Google notes that since the launch of its public DNS service eight years ago, the network environment has changed dramatically, and users urgently need privacy protection. The goal of Google Public DNS is to improve security and accuracy for users worldwide, so it has added DoH support.
The current Google Public DNS service is fully integrated with DoH and minimizes TLS overhead, employing TLS 1.3 and TCP Fast Open. Although encryption can affect query speed, optimizations have made the impact negligible for most users.
Why DNS needs encryption
Traditional DNS was designed when the Internet was still a toy; security was not considered, so DNS communication is entirely plaintext, lacking both confidentiality and integrity.
Without confidentiality, anyone monitoring your traffic can see which domain names you query, creating privacy risks.
Without integrity, an attacker can modify your traffic and tamper with DNS responses, leading to DNS spoofing or cache poisoning.

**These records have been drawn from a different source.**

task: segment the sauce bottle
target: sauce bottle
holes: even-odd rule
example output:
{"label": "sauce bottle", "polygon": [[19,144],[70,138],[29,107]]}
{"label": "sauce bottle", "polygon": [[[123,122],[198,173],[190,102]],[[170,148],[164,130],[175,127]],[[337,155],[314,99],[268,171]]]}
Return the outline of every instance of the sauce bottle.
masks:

To address these shortcomings, several protocols have been created to strengthen DNS security, with DoH being the most recent and widely regarded as the most promising.
What is DoH
DoH stands for “DNS over HTTPS”. As the name suggests, it runs DNS queries inside an HTTPS tunnel, and HTTPS itself is HTTP over TLS, making DoH a double‑tunnel protocol.
DoH relies on TLS to provide confidentiality and integrity, so even if someone monitors your traffic they cannot distinguish which TLS streams are DNS queries and which are regular web traffic. In contrast, DNS‑over‑TLS (DoT) traffic can be identified separately.

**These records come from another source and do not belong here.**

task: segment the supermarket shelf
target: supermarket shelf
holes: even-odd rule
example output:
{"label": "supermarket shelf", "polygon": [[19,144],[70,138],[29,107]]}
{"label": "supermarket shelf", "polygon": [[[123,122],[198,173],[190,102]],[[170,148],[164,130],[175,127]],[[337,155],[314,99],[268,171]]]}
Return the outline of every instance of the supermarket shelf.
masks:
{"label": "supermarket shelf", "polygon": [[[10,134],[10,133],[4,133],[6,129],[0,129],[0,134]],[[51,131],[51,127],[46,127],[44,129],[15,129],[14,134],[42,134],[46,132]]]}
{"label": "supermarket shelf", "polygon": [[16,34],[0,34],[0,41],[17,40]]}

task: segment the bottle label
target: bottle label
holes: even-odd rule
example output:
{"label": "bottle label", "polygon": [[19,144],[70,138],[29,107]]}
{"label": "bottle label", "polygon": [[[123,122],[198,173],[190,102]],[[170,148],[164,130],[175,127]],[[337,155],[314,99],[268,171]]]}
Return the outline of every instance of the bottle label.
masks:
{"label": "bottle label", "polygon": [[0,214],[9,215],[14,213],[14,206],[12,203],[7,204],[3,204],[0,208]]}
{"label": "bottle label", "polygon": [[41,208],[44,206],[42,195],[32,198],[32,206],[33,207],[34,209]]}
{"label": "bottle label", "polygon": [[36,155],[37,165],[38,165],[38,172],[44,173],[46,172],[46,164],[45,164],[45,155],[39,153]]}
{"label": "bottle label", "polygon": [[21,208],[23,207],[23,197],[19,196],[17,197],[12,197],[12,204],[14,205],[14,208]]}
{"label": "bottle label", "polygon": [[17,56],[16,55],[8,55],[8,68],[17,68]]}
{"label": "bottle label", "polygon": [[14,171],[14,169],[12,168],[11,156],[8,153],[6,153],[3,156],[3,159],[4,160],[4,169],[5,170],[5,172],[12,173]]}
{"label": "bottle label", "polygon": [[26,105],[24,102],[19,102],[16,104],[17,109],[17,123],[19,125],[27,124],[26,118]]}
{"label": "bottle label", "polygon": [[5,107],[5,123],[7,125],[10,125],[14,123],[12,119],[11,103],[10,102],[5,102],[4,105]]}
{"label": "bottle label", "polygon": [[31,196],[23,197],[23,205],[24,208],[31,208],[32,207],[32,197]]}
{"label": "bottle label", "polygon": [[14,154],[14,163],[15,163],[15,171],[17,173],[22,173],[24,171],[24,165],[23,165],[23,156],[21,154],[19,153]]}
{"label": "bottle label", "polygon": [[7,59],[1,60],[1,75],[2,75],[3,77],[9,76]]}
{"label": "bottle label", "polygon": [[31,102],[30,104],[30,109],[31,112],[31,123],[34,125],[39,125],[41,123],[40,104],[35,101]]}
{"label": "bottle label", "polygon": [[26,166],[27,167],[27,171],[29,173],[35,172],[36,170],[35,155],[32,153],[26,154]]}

Because DoH is built on HTTP, most mainstream programming languages already have mature HTTP client libraries, making it very easy to implement a DoH client in any language.
Discussion on DoH
Browser support
Firefox has supported DoH since version 62 (see Mozilla blog).
Chrome/Chromium has supported DoH since version 66 (see Chromium issue tracker).
Although Firefox and Chrome/Chromium have added support, users are advised not to rush into using DoH immediately; new features may still have undisclosed security issues, so waiting a few releases is prudent.